Deze uitspraak is gedaan op 30 augustus 2006 door mr. A.F.M.Q. Beukers-van Dooren, voorzitter, mr. A.G.M. Zander en mr. D. Hund, rechters, en op dezelfde dag in het openbaar uitgesproken in tegenwoordigheid van mr. M.S.J. Pijnenburg - Braspenning, griffier.
Afschrift aangetekend verzonden aan partijen op:
Tegen deze uitspraak kunnen partijen binnen zes weken na de verzenddatum:
- hoger beroep instellen bij het gerechtshof te ‘s-Hertogenbosch (belastingkamer), Postbus 70583,
5201 CZ ’s-Hertogenbosch, dan wel
- beroep in cassatie instellen bij de Hoge Raad der Nederlanden (belastingkamer), Postbus 20303,
2500 EH ‘s-Gravenhage, mits de wederpartij daarmee schriftelijk instemt.

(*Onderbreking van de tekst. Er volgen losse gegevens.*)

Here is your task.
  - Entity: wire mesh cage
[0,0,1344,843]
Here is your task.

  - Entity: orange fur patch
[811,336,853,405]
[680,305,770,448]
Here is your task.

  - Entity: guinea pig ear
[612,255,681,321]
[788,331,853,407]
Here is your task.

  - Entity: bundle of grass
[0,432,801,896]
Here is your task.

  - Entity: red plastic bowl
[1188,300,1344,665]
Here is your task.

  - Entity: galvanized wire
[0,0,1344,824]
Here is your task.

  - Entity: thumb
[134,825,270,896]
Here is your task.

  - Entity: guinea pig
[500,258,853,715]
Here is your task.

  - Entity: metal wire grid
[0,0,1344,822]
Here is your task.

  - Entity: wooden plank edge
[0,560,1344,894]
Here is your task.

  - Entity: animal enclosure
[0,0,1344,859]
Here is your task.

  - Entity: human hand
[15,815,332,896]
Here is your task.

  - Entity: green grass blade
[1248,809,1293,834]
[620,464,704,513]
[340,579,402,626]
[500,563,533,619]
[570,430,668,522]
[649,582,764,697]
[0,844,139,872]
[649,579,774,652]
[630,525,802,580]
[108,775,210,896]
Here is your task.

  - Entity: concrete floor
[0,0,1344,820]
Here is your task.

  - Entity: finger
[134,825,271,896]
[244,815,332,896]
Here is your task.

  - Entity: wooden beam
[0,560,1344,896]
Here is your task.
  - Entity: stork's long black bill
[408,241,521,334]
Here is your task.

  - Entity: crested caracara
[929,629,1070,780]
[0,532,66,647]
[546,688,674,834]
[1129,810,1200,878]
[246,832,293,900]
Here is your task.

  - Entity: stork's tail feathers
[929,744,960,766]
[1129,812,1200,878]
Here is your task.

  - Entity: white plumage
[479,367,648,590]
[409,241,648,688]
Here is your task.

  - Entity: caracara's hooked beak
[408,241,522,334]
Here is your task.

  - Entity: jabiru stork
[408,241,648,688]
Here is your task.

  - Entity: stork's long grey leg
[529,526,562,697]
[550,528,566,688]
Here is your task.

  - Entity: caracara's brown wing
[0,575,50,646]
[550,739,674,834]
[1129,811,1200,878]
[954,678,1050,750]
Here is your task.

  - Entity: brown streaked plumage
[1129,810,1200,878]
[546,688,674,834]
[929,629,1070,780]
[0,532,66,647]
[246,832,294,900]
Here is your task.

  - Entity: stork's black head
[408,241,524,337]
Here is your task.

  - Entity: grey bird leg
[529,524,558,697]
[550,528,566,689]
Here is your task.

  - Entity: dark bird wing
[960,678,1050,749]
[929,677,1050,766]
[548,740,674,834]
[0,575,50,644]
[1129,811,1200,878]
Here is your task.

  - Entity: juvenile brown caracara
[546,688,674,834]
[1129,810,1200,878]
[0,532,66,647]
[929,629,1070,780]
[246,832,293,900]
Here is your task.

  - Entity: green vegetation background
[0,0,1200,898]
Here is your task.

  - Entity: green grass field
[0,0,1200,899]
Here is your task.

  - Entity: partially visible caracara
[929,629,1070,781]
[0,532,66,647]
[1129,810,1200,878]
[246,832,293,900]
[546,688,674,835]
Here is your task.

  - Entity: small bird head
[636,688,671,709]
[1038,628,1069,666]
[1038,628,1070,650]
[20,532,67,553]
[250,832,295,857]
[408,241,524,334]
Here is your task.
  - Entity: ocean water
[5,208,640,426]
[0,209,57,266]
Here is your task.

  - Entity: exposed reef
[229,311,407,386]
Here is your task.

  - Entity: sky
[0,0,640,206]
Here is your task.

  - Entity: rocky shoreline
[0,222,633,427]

N.B. Bij het bestuursorgaan berust de bevoegdheid tot het instellen van beroep in cassatie niet bij de ambtenaar die de procedure voor de rechtbank heeft gevoerd.
Bij het instellen van hoger beroep dan wel beroep in cassatie dient het volgende in acht te worden genomen:
1 - bij het beroepschrift wordt een afschrift van deze uitspraak overgelegd;
2 - het beroepschrift moet ondertekend zijn en ten minste het volgende vermelden:
a. de naam en het adres van de indiener;
b. een dagtekening;
c. een omschrijving van de uitspraak waartegen het hoger beroep dan wel het beroep in cassatie is ingesteld;
d. de gronden van het hoger beroep dan wel het beroep in cassatie.
Bij het instellen van beroep in cassatie dient daarnaast in acht te worden genomen dat bij het beroepschrift een schriftelijke verklaring van de wederpartij wordt gevoegd, inhoudende dat wordt ingestemd met het instellen van beroep in cassatie tegen de uitspraak van de rechtbank.